Tempat Hiburan di Jakarta Tutup Mulai Senin: Bioskop, Karaoke, hingga Diskotek

Dinas Pariwisata menyerukan kepada pengusaha menutup tempat hiburan dan rekreasi menyusul status tanggap darurat corona yang diumumkan Pemprov DKI Jakarta.

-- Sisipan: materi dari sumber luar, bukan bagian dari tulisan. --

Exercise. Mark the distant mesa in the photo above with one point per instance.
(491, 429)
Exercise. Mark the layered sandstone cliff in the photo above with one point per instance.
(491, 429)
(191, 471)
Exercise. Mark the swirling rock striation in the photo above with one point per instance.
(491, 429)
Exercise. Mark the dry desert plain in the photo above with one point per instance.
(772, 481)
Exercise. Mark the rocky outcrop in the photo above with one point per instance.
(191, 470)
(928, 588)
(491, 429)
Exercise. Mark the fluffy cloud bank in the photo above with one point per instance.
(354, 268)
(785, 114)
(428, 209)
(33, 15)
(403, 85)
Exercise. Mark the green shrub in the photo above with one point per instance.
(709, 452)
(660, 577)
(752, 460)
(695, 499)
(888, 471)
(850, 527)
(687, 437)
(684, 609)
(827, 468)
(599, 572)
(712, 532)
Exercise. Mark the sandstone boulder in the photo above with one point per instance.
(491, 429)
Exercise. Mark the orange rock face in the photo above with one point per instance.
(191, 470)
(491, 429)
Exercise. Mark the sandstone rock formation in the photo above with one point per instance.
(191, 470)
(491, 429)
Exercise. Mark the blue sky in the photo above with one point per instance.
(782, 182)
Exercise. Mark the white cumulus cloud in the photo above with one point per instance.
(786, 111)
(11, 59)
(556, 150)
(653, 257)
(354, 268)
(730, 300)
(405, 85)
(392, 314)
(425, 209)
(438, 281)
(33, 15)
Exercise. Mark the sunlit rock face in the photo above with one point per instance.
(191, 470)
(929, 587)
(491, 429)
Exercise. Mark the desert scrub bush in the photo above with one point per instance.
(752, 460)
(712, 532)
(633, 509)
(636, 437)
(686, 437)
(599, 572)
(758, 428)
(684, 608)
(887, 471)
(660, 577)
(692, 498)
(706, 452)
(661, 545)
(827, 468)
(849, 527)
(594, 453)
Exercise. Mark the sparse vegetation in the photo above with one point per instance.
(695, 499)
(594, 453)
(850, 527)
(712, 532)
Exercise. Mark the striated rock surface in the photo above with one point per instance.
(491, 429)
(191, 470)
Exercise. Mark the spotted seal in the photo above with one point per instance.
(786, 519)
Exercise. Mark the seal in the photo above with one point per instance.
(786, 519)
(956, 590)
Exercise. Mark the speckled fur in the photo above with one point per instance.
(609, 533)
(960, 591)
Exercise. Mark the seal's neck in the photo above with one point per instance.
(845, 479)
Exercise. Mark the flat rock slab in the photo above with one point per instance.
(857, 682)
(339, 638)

Tempat tersebut di antaranya bioskop, karaoke, hingga diskotek.
"Selain surat edaran pentutpan sementara dalam rangka kewaspadaan COVID-19, jadi mengingat coronavirus yang mengawatirkan kami menutup usaha hiburan selama 2 pekan dari 23 Maret sampe 5 April 2020," kata Kepala Dinas Pariwisata DKI Jakarta Cucu Ahmad Kurnia di Balaikota Pemprov DKI Jakarta, Jalan Medan Merdeka Selatan, Jakarta Pusat, Jumat (20/3).
Berdasar dari surat edaran Dinas Pariwisata dan Ekonomi Kreatif Provinsi DKI Jakarta Nomor 155/SE/2020, berikut adalah daftar lengkap dari jenis usaha yang mesti tutup untuk menekan penyebaran virus corona mulai 23 Maret hingga 5 April 2020:
Klab Malam
Diskotek
Pub/Live Musik
Karaoke Keluarga
Karaoke Executive
Bar/Rumah Minum
Griya Pijat
Spa (Sante Par Aqua)
Bioskop
Bola Gelinding
Bola Sodok
Mandi Uap
Seluncur
Arena permainan ketangkasan manual, mekanik dan/atau eletronik untuk orang dewasa.
Selain itu, Dinas Pariwisata meminta agar para penyelenggara melakukan pembersihan pada lingkungan dan lokasi usaha tersebut meski sudah tutup sementara.
Selain tempat usaha, beberapa layanan di Jakarta kususnya perusahaan BUMD melakukan pembatasan dalam rangka mendukung social distancing. Sebut saja, MRT, LRT dan TransJakarta yang mengurangi jam operasionalnya mulai dari pukul 06.00 WIB hingga 20.00 WIB.